Definition: Superposition is the property of a system holding multiple states simultaneously until something forces it to pick one. In a quantum computer, qubits exist in a superposition of 0 and 1. In a large language model, activations encode polysemantic features — many distinct concepts overlapping in fewer neurons than there are concepts. Both ideas underpin Taskade Genesis Quantum's parallel-branch architecture.
The Quantum Version
A classical bit is either 0 or 1. A qubit can be in a state α|0⟩ + β|1⟩, where α and β are complex amplitudes. Until you measure the qubit, it's genuinely "both" — not "we don't know which" but "the math requires both to compute the next step." This is what gives quantum computers their parallelism: N qubits in superposition let you operate on 2^N states at once.
When you measure, the system "collapses" into a single outcome with probability |α|² or |β|². Decoherence — interaction with the environment — also collapses superposition, which is why qubits live in cryogenic chambers shielded from electromagnetic noise.
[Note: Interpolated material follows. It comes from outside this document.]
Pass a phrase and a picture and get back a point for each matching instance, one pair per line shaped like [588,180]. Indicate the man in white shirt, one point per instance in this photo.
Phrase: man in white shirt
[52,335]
The LLM Version (Anthropic's Discovery)
Anthropic's 2022–2024 mechanistic interpretability research found something surprising: LLM neurons don't encode one concept each. Instead, the model uses superposition in the residual stream — many features overlap in fewer dimensions than there are features. A single direction in activation space might encode "honesty + math + Python + romance languages," all entangled.
Why? Because real-world concepts are sparse — you only need a handful active at any token. The model can pack many features into limited dimensions and rely on sparsity to keep them distinguishable. This is polysemantic encoding, and it's literally called superposition in Anthropic's papers.
What Genesis Does With Both
Genesis Quantum doesn't run on quantum hardware. It runs on classical GPUs. But it borrows the architecture:
- Each branch is one "basis state." A complete candidate Workspace DNA — Projects, Agents, Automations, Interface.
- N branches together form a superposition of possible apps. Some branches will agree on most things; some will disagree on a few.
- The interference merge is the measurement. Where branches reinforce, the structure commits. Where they cancel, the divergence surfaces. Where one branch is alone, the outlier drops.
The substrate is classical, but the skeleton is quantum. That's why "Genesis Quantum" is more than marketing — the math of interference, measurement, and decoherence shielding all map cleanly to the engineering.
Why It Scales as Compute Drops
In 2025, running 16 parallel reasoning branches was prohibitively expensive. By April 2026 — when Cursor 3, Windsurf Wave 13, OpenAI Codex v2, and Google Antigravity all shipped multi-agent within the same month — the per-token cost had dropped enough that not running parallel branches looked wasteful. Genesis Quantum was first to commercial deployment on the app-generation layer, but the underlying physics-of-compute curve will pull every AI tool toward this architecture.